Proposal 1: How should Council fund the increased cost to deliver Three Water Services?
Background
The new Government has reversed legislation to transfer drinking water, wastewater, and stormwater assets and services to regionalised entities. This means we will continue to own and operate these assets and debt belonging to these assets (over $110 million) will not be repaid as expected.
We have a $4.7 million funding shortfall to fully cover the costs of our three waters services in 2024/25. This is because we applied $3.2 million of “Better Off” government funding in 2023/24 to cover three waters operating costs.
At the time of making this decision we didn’t “kick the can down the road”, so to speak, because we were advised that we would no longer be responsible for the three waters from 1 July 2024. We felt it was prudent to use this “Better Off” funding to benefit ratepayers in 2023/24.

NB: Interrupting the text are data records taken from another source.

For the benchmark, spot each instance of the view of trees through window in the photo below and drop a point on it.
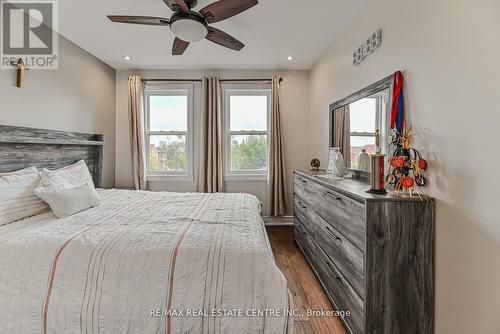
(249, 152)
(168, 115)
(247, 131)
(167, 153)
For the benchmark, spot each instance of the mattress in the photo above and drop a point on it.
(144, 262)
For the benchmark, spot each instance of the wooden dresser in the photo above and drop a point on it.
(374, 255)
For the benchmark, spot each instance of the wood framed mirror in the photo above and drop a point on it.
(354, 121)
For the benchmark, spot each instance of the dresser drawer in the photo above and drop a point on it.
(340, 211)
(300, 212)
(304, 239)
(341, 292)
(348, 258)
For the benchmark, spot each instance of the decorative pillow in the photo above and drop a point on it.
(68, 190)
(67, 202)
(17, 198)
(67, 177)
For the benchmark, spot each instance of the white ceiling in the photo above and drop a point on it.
(272, 30)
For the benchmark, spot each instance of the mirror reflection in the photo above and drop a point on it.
(354, 129)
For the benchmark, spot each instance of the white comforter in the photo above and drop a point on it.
(144, 262)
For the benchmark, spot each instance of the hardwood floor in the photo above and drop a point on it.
(303, 284)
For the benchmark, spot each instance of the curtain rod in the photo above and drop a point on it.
(222, 80)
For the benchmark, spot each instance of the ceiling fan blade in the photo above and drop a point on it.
(220, 37)
(177, 5)
(224, 9)
(147, 20)
(179, 47)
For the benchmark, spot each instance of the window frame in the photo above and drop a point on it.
(171, 89)
(253, 89)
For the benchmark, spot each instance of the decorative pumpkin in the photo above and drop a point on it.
(407, 182)
(420, 180)
(406, 167)
(422, 164)
(397, 161)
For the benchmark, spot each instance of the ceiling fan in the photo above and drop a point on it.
(189, 26)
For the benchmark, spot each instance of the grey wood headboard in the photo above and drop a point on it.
(22, 147)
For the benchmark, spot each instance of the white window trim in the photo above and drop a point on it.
(168, 89)
(244, 89)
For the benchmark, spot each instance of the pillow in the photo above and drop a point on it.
(67, 202)
(17, 198)
(68, 190)
(67, 177)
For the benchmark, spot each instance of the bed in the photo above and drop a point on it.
(141, 262)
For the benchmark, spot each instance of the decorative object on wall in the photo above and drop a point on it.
(377, 168)
(368, 47)
(398, 105)
(315, 163)
(406, 166)
(21, 68)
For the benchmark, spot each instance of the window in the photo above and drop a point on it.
(169, 131)
(246, 110)
(365, 117)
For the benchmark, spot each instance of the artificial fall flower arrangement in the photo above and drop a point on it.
(406, 166)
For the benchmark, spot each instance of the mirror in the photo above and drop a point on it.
(355, 120)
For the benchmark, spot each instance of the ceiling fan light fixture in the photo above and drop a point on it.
(189, 28)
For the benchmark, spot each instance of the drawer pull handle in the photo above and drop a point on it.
(333, 234)
(302, 205)
(333, 196)
(337, 277)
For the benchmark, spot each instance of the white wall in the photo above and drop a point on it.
(79, 96)
(295, 95)
(450, 53)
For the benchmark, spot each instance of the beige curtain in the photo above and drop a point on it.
(276, 184)
(137, 131)
(342, 134)
(211, 173)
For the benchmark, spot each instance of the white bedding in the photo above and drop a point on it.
(107, 269)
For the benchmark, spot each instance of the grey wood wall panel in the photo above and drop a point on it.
(22, 147)
(397, 294)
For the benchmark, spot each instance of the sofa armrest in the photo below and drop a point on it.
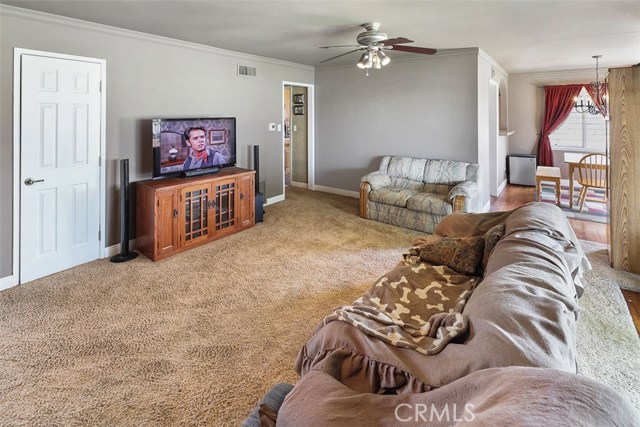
(377, 180)
(461, 194)
(371, 181)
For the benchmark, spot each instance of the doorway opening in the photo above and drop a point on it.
(297, 135)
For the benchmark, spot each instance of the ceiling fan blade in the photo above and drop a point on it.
(414, 49)
(338, 56)
(397, 40)
(341, 45)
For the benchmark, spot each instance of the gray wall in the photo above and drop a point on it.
(147, 77)
(526, 103)
(422, 108)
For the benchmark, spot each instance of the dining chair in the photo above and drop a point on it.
(592, 173)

In addition, we expect an increase in depreciation of $1.5 million for these assets as a direct result of our planned asset revaluation as at 30 June 2024.
We proposed two options for you to consider to fully fund three waters operating costs:
Option 1: Rates fund three waters shortfall of $4.7 million (our preferred option)
This is our preferred option.
While we were initially comfortable with borrowing to cover the $4.7 million shortfall in favour of a lower rates increase, this was only because we were expecting central government to repay our debt related to three waters assets.
Now this is no longer happening, we believe the most sensible option is to fund this shortfall through a 5% increase in rates for the first year of the Long-term Plan (LTP). This would bring the average rates increase for 2024/25 to 17% after growth.
This is a big jump, but it means we can fully meet the cost of delivering drinking water, wastewater, and stormwater services without having to borrow to do it.
Impact on rates and debt
Rates will increase by a further 5% in Year 1. This means that our total average rates increase will be 17% for 2024/25. Note that if we increase total rates revenue by $4.7 million to $107 million in 2024/25, this shortfall funding is included in the total rates revenue for Years 2 to 10. There is no impact on debt for this option.
Option 2: Debt fund three waters shortfall of $4.7 million
The alternative is to debt fund the $4.7 million shortfall. If we did that, the average rates increase for 2024/25 would drop to 12% after growth, but this would add to our debt every year and increase interest costs in subsequent years.
We do not currently recover our total asset depreciation* charge through rates. We currently have a depreciation funding gap of $3.5 million per annum.
For every $1 of depreciation* we do not recover from rates we need to fund from borrowing. More than $50 million of our net debt relates to not fully funding depreciation.
*We spread the cost of our assets across their useful service lives. This is called depreciation.
Impact on rates and debt
Debt will increase by $4.7 million each year to fund this annual funding shortfall to deliver our three waters services. Across the 10 years, total debt will increase by $47 million. Rates will be impacted by the increase in our interest costs in subsequent years.